The core directors provide advice on usage of mass spectrometry as a discovery technique and upfront assistance in experimental design of the projects. We consult users on suitability of methodologies, feasibility, detailed protocols and optimization routines, sample preparation, and evaluation of necessities for biological and technical replicates. Consultation and Project Design are included with all major project packages.

Our “365” proteome profiling service allows identification and quantification of over 6,000 proteins from as little as 100,000 cells or 10-20 micrograms of tissue extract. This profiling protocol is based on a dual-pH reverse phase fractionation of the total digested cellular proteome. The sample preparation method is coupled with sequencing on Thermo Scientific Orbitrap Lumos Tribrid or Exploris 480 Orbitrap mass spectrometers – the two most sensitive core instrument configurations. With such workflow, we can obtain an average of ~125,000 peptide spectra in 12 hours of sequencing time. These spectrometry data routinely identifies 6,000 proteins in each experiment. The sensitivity of the profiling methodology is suitable for the cost effective analysis of small scale or clinical samples. The label-free mass spectrometry-based protein quantification is standard with this service and can be effectively used for differential protein expression analysis.

Isolation and identification of extended protein complex networks is a featured expertise of the Core. At heart of this service is the knowledge base accumulated by our personnel over the past 12 years of research (Jung SY, 2005, PMID: 16051665; and Malovannaya, 2010, PMID: 20133760). We have built custom algorithms to analyze IP/MS data and compiled a reference database of more than 5,000 endogenous protein complexes from ~4,000 IP/MS performed here at BCM (Malovannaya; 2011, PMID: 21620140). This is the most extensive endogenous human protein complex interaction dataset to date.
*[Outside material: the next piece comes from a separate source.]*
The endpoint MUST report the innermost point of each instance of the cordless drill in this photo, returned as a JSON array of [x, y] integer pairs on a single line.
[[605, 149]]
We start with ~20mg of total protein lysates, use a short affinity enrichment protocol, resolve protein complexes on SDS-PAGE, and analyze protein complex components on Thermo Orbitrap Fusion mass spectrometer. The core offers options for antibody characterization, optimization of protein extraction, and cellular pre-fractionation in cases where interacting partners are sought for specific cellular compartments (e.g. nuclear or cytosolic). The staff is also versatile in many variations of affinity-based protocols, including endogenous protein complex immunoprecipitations (IP/MS), affinity purification of tagged antigens (AP/MS), affinity enrichment (AE/MS), and cross-linked protocols (XL-IP/MS) for highest retention of transient interactors and membrane complexes.

Having established a protein complexome, we provide filtering of non-specific identifications, annotation of true interacting partners, and mapping of interacting proteins onto reference protein complex networks as a standard part of our IP/MS project packages.

2. Protein-DNA Interactions

3. Protein-Small Molecule Interactions

Our core provides PTM (post-translational modification) analysis of affinity purified endogenous or ectopically expressed single recombinant proteins. PTMs that are readily analyzed include phosphorylation (on serine, threonine and tyrosine), ubiquitinylation (on lysine), and acetylation (on lysine). To identify modifications, raw data are searched against a modified protein database containing corresponding modification-specific mass changes. Trained core personnel manually validate all protein-specific PTM spectral matches to address heightened false discovery rates that are inherent to the automated PTM matching algorithms.

Our core performs routine sequencing of proteins samples for protein identification and verification purposes. This service is generally reserved for simple samples such as, for example, a specific band of the SDS-PAGE gel-purified proteins.

The raw spectral data are analyzed in Proteome Discoverer software (Thermo Scientific) with the Mascot search engine (Matrix Science). The assigned peptide spectra and peptide peak quantification are then processed through a gene-centric protein inference algorithm gpGrouper that accounts for distribution of shared peptide quantities (Saltzman/Malovannaya; 2018, PMID: 30093420).

To evaluate specificity of interacting partners, we rely on referencing our complexome study database and algorithms that were established by this work. The results are annotated and provided back as specific candidate lists and in align! data mining application or spreadsheet export. Quality control, normalization and primary analysis of differential expression and interactions are included as a package with the MS technology platforms. The Core can also perform batch correction, standard clustering analysis (hierarchical, K-means), PCA, volcano plots, and GSEA enrichment analyses as needed.